Fluorescent in situ hybridization. Endothelial cells were cytospun onto a microscope slide and fixed with cold 1:1 methanol and acetone mixture for 10 minutes. Fluorescent in situ hybridization (FISH) analysis for the X and Y chromosomes of these cells was conducted following manufacturer’s protocol (Boehringer Mannheim Biochemicals, Indianapolis, Indiana, USA). We used 1 μg/mL of digoxigenin-labeled human chromosome Y–specific DNA probe and 1 μg/mL of fluorescein-labeled human chromosome X–specific DNA probe (Boehringer-Mannheim). For the detection of the Y chromosome, 20 μg/mL of anti–digoxenin-rhodamine Fab fragment (Boehringer-Mannheim) was used. Finally, cells were labeled with antibody P1H12, as described above, followed by 10 μg/mL of AMCAS blue–conjugated secondary antibody. We scored only those cells for which 2 fluorescent spots could be seen clearly. In preliminary experiments, analysis of primary microvascular endothelial cells and outgrowth endothelial cells from blood of normal untransplanted blood donors showed 100% accuracy in genotype detection using this method.

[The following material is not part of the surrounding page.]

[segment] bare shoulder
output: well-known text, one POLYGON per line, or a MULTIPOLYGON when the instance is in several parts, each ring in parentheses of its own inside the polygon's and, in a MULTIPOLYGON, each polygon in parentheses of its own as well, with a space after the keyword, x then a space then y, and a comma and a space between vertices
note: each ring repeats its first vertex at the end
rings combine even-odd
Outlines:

Phenotype of outgrowth endothelial cells. The outgrowth endothelial cells from blood exhibited the typical “cobblestone” morphology of endothelial cells (Figure 2). The outgrowth cells incorporated acetylated LDL and were uniformly positive for vWF (Figure 2). They were also uniformly positive for endothelial markers such as P1H12, thrombomodulin, flk-1, VE-cadherin (which is endothelial specific), PECAM-1, CD34, CD36, and integrin αv (data not shown). They were uniformly negative for monocyte marker CD14 (Figure 3). We confirmed the homogeneity of outgrowth endothelial cell expression using flow cytometry as shown in Figure 3 for CD14 (negative), and for VE-cadherin, flk-1, vWF, and CD36. In addition, transmission electron microscopy analysis revealed the presence of Weibel-Palade bodies inside outgrowth endothelial cells (data not shown). This combined expression of multiple endothelial markers unequivocally confirmed the cells’ endothelial identity. The phenotype of the outgrowth endothelial cells remains the same from week 4 through all subsequent passages.

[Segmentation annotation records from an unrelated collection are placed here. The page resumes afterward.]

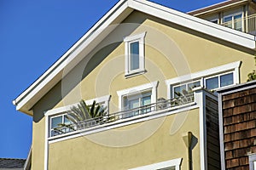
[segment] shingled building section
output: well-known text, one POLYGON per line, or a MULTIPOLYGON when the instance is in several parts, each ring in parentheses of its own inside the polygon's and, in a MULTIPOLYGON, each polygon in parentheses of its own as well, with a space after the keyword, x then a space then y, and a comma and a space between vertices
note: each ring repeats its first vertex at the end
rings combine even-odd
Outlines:
POLYGON ((249 156, 256 154, 256 82, 219 93, 222 163, 227 170, 249 170, 249 156))

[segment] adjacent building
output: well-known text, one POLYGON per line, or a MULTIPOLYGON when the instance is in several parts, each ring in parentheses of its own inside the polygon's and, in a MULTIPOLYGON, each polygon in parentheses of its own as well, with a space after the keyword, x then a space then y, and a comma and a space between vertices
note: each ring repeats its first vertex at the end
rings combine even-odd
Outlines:
POLYGON ((256 169, 256 82, 218 91, 222 169, 256 169))
POLYGON ((120 0, 20 94, 32 169, 220 169, 212 92, 247 81, 255 36, 190 14, 120 0), (108 116, 73 123, 81 99, 108 116))

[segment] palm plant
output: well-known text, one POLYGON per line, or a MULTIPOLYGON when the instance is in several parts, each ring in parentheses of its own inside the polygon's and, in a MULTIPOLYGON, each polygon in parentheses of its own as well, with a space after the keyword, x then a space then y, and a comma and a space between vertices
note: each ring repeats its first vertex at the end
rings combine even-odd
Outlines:
POLYGON ((81 100, 77 106, 73 106, 67 111, 67 117, 73 123, 94 119, 99 122, 99 118, 107 116, 106 107, 96 104, 94 100, 91 105, 87 105, 84 100, 81 100))
POLYGON ((70 123, 61 123, 58 124, 59 127, 55 130, 61 132, 59 128, 67 128, 74 131, 75 129, 80 129, 92 124, 103 123, 108 120, 106 110, 106 107, 96 104, 95 100, 91 105, 87 105, 84 100, 82 99, 77 106, 71 107, 66 116, 76 126, 76 128, 70 123))

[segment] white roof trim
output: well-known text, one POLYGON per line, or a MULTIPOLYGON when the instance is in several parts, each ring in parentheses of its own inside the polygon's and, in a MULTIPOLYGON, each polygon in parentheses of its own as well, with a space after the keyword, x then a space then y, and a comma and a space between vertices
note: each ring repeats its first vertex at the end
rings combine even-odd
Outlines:
POLYGON ((64 68, 67 65, 72 65, 70 68, 73 68, 83 59, 79 56, 83 49, 91 50, 93 47, 89 47, 91 45, 91 42, 100 36, 103 38, 102 33, 105 28, 125 11, 128 11, 127 14, 129 14, 133 9, 245 48, 255 49, 256 38, 254 36, 218 26, 146 0, 120 0, 60 60, 13 101, 13 104, 16 105, 16 110, 32 115, 32 111, 29 110, 31 107, 61 79, 64 68))

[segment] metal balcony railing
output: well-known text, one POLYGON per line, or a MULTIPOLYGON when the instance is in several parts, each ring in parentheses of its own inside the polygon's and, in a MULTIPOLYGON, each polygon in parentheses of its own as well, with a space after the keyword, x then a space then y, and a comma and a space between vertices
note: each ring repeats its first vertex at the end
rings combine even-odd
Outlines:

Outgrowth endothelial cell morphology and phenotype. Outgrowth cells have typical endothelial morphology (a). The remaining parts (b–e) show, as labeled at the bottom of each, constitutive and activated phenotype by immunofluorescent staining. Outgrowth endothelial cells incorporated acetylated LDL and were positive for vWF. They were negative for VCAM-1 but expressed it upon stimulation.
Flow cytometry analysis of outgrowth endothelial cell phenotype. In each graph, the black line outlines the region of fluorescent intensity for cells labeled with negative control antibody. The filled region identifies cells labeled with antibody for the expression marker indicated above each graph. Outgrowth cells are negative for CD14 (monocyte marker) and positive for flk-1, vWF, CD36, and the endothelial-specific marker VE-cadherin.

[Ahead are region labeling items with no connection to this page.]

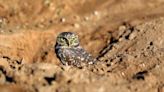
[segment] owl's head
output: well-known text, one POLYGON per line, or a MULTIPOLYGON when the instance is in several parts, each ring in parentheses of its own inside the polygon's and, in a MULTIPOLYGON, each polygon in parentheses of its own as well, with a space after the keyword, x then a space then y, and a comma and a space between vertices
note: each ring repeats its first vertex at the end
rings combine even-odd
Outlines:
POLYGON ((79 46, 79 38, 75 33, 62 32, 57 36, 56 43, 63 47, 79 46))

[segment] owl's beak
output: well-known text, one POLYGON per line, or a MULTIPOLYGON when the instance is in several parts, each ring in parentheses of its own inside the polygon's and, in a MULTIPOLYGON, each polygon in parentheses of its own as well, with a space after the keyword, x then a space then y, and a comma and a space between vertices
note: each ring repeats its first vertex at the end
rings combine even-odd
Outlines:
POLYGON ((66 43, 67 43, 68 46, 70 46, 70 42, 68 40, 66 41, 66 43))

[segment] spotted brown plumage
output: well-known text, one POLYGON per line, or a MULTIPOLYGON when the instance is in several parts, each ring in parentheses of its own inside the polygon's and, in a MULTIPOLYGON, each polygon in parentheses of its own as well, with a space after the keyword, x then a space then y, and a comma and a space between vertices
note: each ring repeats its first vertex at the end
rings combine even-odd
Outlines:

The expression of CD36 on these cells argues that they are microvascular in phenotype (24). The outgrowth cells weakly expressed ICAM-1, but they did not constitutively express endothelial activation markers such as VCAM-1 and tissue factor. However, IL-1 or LPS stimulated the expression of VCAM-1 and tissue factor and increased the expression of ICAM-1 in these cells (shown in Figure 2 for VCAM-1). Thus, the outgrowth endothelial cells have a quiescent microvascular phenotype, and they have the functional capacity to respond to physiologically relevant stimuli.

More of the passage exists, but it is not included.